ANDY OLIVER: What first attracted you to the dangerous, hedonistic, rock and roll lifestyle of a UK small press cartoonist?
FRASER GEESIN: Hi Andy. Firstly I’d like to thank you for asking me to bang on about myself, thus giving me an opportunity to draft self-promoting posts on social media and create the illusion that my work is in some way deserving of attention. The work Broken Frontier does is hugely appreciated and I hope you don’t edit this praise out of the interview when you publish it.
And now, let me answer your question. Ready? Here it comes… Here’s the answer and it’s going to blow the reader’s mind… No one’s published me and I’ve never really tried. BANG! I hope you can handle the truth! Actually that’s not strictly true. When I was 17, around 1993, I had been drawing and selling comics for a few years at school then at Lewes Tertiary College where I did an anthology comic called Odd with my best-pal-forever-friend Dan White (who is now best known for Cindy and Biscuit) and another of our gang, Ben Pecover. An enterprising and enthusiastic chap called Tom Samuelson took it upon himself to flog the comic on the streets of Brighton and take a cut for himself.
From there the comic found its way to Humour Publications who were based in Hove. Humour created the Viz knock-off, Zit and had started another, more surreal sister publication called Gutted. Gutted actually had some really good stuff in it, most notably the work of Barry M. Freeman who later started calling himself Barney Farmer and created The Drunken Bakers for Viz. They published my Alan The Windswept Sheep, Dan’s Mr. Balloon and Mr. Planet and Ben’s Big Things That Move strip. We were thrilled. Our work was in newsagents up and down the country, confused relatives were urged to buy it by proud parents, a future doing comics was a genuine possibility.
Thing is, we were kids and didn’t know anything. I finally went to the office and asked when we might get paid and editor Ged Ackland told me what an invoice was and showed me how to do it. I did it and waited. The company went into receivership and that was that. Never got paid. I was very angry and upset and part of my brain decided not to try to get published ever again because I hate rejection and am a coward. 30 years later I may be coming out of that phase, let’s see.
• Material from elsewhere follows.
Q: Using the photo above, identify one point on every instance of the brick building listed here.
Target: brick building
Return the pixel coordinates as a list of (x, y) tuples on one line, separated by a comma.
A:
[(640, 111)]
The fact that Dan now has Cindy and Biscuit coming out with Oni is a good motivator for me to try and get something out there but at the same time, I like to just do what I do with the limited time I have. I can do that in the small press world and get enough out there to not feel like that time was wasted. If anyone reading this wants to be my agent, they’re welcome to have a go!
AO: I first discovered your work through the criminally overlooked The Cleaner: Man of Destiny (above and below). Normally in interviews I ask artists about autobiographical work and the sense of vulnerability associated with it. But with The Cleaner you positively embrace self-deprecation. Was there a sense of the cathartic to the comic in bringing all those stories to the page, and does your work in stand-up give you a different perspective on baring your soul to an audience?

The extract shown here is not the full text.